However, it is a good time to do your research, look at available stock on the market and consider what type of business would make a strong investment for the future.

Here are five things you need to consider.

1) Location

With any property investment, location is key. But with retail, it’s fundamental to the success of the venture. You need an area where your business will be highly visible.

Even in times of crisis, footfall is highest in town centres, high streets, retail parks and shopping centres. A shop needs plenty of passing trade. It also helps to have good transport links and parking nearby. Consider where your customers will come from and is your premises in easy reach for staff and suppliers.

2) Business type

The high street is currently undergoing a huge transformation. While some well-known retail names are going to disappear forever, other shops are thriving.
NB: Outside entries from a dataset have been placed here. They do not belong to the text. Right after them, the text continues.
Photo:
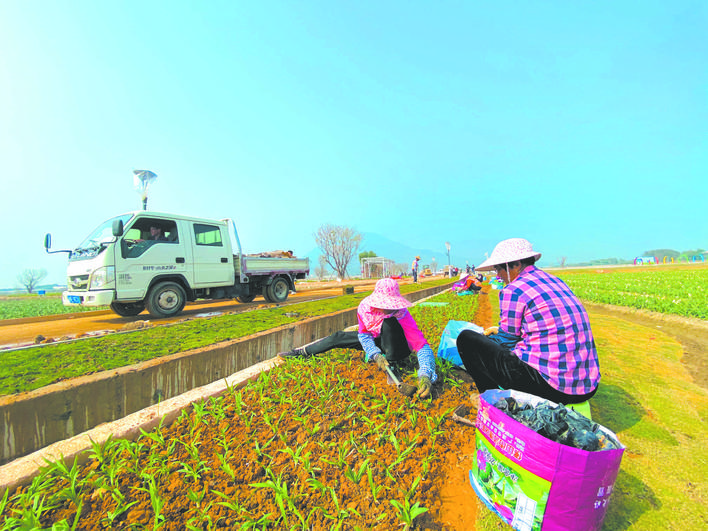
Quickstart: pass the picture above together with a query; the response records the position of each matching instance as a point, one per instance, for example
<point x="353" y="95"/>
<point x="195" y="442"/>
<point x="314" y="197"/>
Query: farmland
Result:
<point x="19" y="306"/>
<point x="673" y="290"/>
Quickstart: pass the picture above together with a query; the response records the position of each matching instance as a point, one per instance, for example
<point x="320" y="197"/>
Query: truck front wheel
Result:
<point x="166" y="299"/>
<point x="279" y="290"/>
<point x="127" y="309"/>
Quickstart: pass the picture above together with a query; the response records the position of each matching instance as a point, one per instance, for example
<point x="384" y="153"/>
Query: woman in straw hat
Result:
<point x="386" y="332"/>
<point x="543" y="344"/>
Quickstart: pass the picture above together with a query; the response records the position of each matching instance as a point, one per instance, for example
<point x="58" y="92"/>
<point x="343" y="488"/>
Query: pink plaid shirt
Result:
<point x="554" y="328"/>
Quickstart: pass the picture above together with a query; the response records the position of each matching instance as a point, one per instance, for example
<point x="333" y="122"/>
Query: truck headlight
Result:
<point x="102" y="277"/>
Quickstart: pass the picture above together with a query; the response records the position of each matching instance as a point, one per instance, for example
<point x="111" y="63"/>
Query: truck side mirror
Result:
<point x="118" y="228"/>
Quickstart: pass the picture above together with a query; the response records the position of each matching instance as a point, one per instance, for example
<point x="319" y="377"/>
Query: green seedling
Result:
<point x="406" y="512"/>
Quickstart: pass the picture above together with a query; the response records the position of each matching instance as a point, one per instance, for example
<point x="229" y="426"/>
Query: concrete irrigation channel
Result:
<point x="59" y="421"/>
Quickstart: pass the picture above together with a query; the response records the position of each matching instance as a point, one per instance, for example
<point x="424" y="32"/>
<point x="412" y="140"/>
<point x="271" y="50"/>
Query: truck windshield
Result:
<point x="99" y="238"/>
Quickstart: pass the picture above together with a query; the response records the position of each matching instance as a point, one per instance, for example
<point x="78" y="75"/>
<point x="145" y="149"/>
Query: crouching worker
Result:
<point x="467" y="283"/>
<point x="387" y="333"/>
<point x="543" y="344"/>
You’ll need to consider the type of business that’s going to be in demand both now and in the future. Click-and-collect retailing has seen a massive increase and that trend is set to continue, even after shopping restrictions have been lifted.

Business type is relevant whether you plan to manage a shop yourself or let it to tenants because planning permission will need to be taken into account. The type of business that can take place in commercial property is defined by the Town and Country Planning (Uses Classes) Order 1987.
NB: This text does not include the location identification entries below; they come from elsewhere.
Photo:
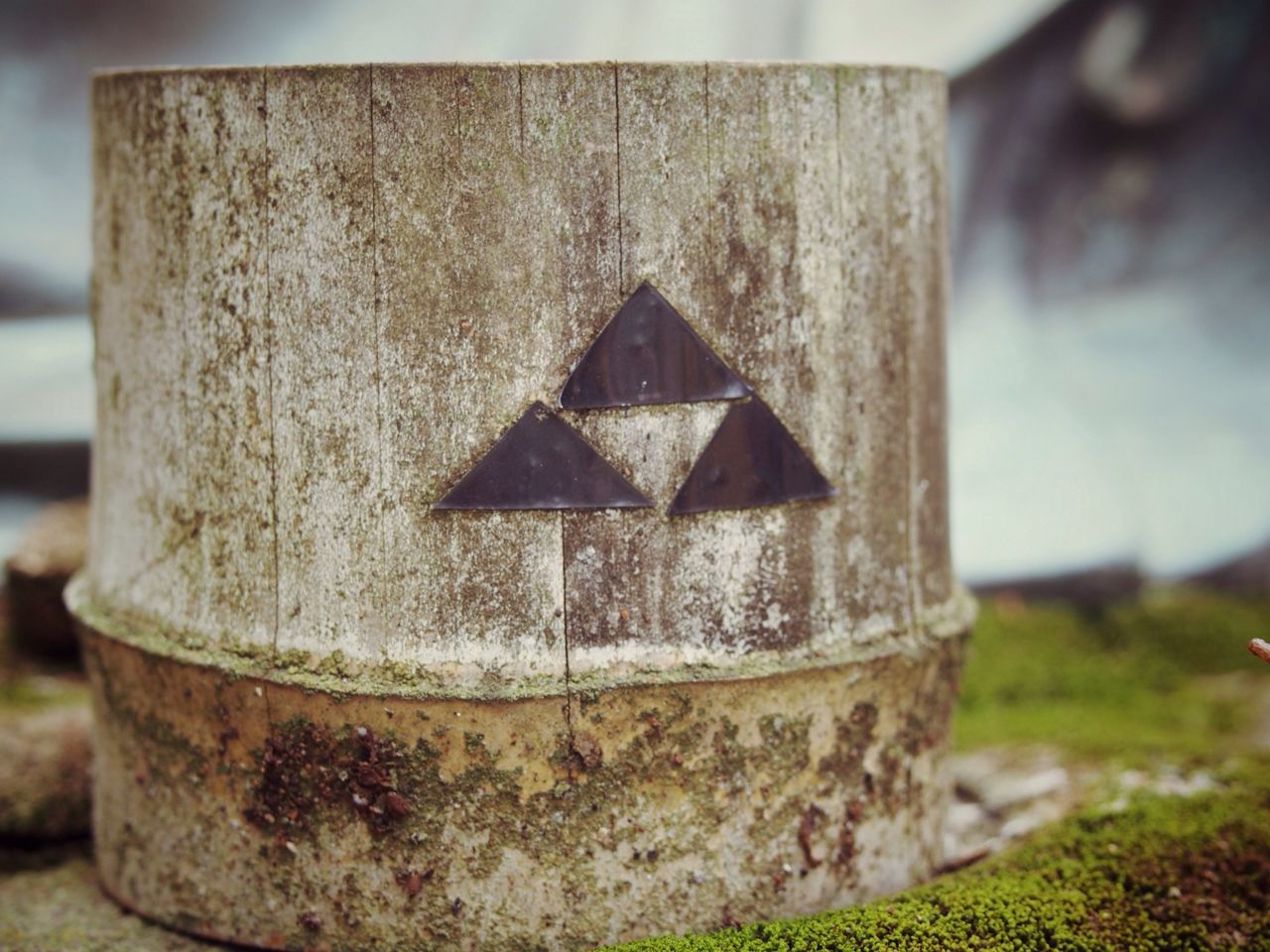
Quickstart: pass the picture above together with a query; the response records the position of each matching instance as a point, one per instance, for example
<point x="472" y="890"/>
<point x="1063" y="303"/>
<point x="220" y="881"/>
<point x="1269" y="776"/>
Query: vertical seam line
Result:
<point x="379" y="375"/>
<point x="273" y="416"/>
<point x="617" y="143"/>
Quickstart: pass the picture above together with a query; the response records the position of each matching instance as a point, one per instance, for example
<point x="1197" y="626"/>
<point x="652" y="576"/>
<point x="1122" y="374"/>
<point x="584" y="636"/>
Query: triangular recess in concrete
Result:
<point x="541" y="463"/>
<point x="648" y="354"/>
<point x="751" y="461"/>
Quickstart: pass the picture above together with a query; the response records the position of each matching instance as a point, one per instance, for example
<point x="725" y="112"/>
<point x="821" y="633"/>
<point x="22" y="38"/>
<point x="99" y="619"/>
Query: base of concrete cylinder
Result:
<point x="249" y="810"/>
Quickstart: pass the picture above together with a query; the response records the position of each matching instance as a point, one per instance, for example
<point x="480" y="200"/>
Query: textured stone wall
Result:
<point x="320" y="295"/>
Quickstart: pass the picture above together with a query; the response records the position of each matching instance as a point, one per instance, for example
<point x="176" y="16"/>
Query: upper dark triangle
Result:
<point x="541" y="463"/>
<point x="648" y="354"/>
<point x="752" y="460"/>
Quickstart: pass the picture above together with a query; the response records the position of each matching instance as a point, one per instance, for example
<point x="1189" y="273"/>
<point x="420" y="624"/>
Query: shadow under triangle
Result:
<point x="648" y="354"/>
<point x="543" y="463"/>
<point x="751" y="461"/>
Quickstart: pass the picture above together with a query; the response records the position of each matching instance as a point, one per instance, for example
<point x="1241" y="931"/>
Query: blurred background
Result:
<point x="1110" y="329"/>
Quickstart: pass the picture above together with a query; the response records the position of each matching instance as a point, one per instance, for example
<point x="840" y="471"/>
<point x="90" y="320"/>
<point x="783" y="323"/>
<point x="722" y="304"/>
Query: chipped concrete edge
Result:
<point x="441" y="678"/>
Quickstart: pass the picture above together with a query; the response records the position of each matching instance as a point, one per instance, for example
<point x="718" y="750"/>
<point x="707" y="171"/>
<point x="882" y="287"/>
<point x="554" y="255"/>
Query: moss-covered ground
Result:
<point x="1162" y="679"/>
<point x="1166" y="674"/>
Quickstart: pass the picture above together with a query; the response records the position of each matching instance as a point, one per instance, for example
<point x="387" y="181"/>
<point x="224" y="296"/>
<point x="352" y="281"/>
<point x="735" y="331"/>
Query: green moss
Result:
<point x="1125" y="682"/>
<point x="1165" y="874"/>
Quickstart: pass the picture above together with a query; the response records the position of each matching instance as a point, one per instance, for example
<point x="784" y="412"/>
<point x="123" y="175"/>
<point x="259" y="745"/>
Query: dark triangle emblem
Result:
<point x="541" y="463"/>
<point x="751" y="461"/>
<point x="648" y="354"/>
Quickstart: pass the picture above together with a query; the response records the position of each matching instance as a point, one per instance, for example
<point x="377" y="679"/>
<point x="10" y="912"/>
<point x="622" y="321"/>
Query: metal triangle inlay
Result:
<point x="751" y="461"/>
<point x="648" y="354"/>
<point x="543" y="463"/>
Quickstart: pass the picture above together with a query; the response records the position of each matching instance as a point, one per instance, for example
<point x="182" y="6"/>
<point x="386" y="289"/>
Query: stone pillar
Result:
<point x="518" y="498"/>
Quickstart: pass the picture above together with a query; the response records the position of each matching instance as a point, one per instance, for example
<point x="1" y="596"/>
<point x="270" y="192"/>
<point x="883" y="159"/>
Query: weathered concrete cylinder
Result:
<point x="331" y="715"/>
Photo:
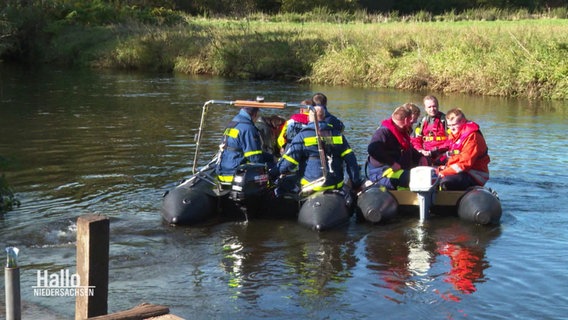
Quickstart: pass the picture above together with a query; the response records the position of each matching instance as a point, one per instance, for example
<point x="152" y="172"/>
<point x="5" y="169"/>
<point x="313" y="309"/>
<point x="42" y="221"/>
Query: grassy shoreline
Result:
<point x="522" y="58"/>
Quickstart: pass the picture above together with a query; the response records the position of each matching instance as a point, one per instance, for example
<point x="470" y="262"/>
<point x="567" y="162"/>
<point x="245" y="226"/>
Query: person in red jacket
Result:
<point x="468" y="156"/>
<point x="430" y="136"/>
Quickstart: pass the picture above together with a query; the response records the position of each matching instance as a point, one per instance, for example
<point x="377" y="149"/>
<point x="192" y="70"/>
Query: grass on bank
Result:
<point x="519" y="56"/>
<point x="526" y="58"/>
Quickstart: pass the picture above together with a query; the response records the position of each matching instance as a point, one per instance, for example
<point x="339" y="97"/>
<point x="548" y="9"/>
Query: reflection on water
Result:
<point x="77" y="142"/>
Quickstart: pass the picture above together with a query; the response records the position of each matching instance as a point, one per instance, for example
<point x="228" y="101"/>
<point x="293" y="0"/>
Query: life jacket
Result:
<point x="293" y="126"/>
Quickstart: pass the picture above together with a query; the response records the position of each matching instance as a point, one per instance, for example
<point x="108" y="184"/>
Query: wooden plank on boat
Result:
<point x="143" y="311"/>
<point x="255" y="104"/>
<point x="442" y="198"/>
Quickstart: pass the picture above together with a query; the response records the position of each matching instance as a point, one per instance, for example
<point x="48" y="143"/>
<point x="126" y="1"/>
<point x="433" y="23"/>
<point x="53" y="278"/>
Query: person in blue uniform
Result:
<point x="241" y="144"/>
<point x="304" y="156"/>
<point x="320" y="100"/>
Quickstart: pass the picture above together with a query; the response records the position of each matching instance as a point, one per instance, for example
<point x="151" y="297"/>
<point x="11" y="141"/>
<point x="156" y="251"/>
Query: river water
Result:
<point x="82" y="142"/>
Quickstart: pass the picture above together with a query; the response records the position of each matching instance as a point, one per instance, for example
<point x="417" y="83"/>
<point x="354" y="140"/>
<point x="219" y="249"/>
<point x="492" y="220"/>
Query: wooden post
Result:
<point x="92" y="265"/>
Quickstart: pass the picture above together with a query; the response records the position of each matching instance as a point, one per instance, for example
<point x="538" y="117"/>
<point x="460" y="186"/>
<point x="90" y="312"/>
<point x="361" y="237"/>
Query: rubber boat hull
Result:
<point x="189" y="203"/>
<point x="198" y="201"/>
<point x="478" y="205"/>
<point x="326" y="210"/>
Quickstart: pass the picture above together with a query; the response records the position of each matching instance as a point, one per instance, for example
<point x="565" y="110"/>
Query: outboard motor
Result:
<point x="250" y="181"/>
<point x="424" y="181"/>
Retail property falls in the A1 use class that covers shops, hairdressers, showrooms, dry cleaners sandwich shops, and internet cafes. You can find a list of planning use classes on the Planning Portal.

3) Competitors

Once you’ve decided on your business type, check what other shops are located close to the premises.

Ideally, you don’t want too many competitors. However, you do want neighbouring shops that will attract people to the location.

4) Total cost of investment

As well as the purchase price of the property, there are other expenses you’ll need to take into consideration. Stamp Duty Land Tax (Stamp Duty) applies if you buy premises worth more than £150,000 in England and Northern Ireland. In Scotland, Stamp Duty has been replaced by Land and Buildings Transaction Tax, and in Wales by Land Transaction Tax.

Business rates will apply, though landlords that let their property usually pass the cost of business rates onto their tenants. There is also insurance, local authority charges, repairs and maintenance, running costs and service charges, and potentially VAT. Again, if you’re a landlord, some of these will pass to the tenant.

You’ll also need to decorate and fit out the shop to create the type of environment that will appeal to your customers or tenants.

5) Sourcing finance

Banks and building societies provide commercial mortgages for the purchase of retail properties. You could also take advice from a commercial mortgage broker.

Lenders will want to know you can keep up with repayments and are likely to want to see a business plan and perhaps a commercial mortgage repayment plan as well as accounts and bank statements.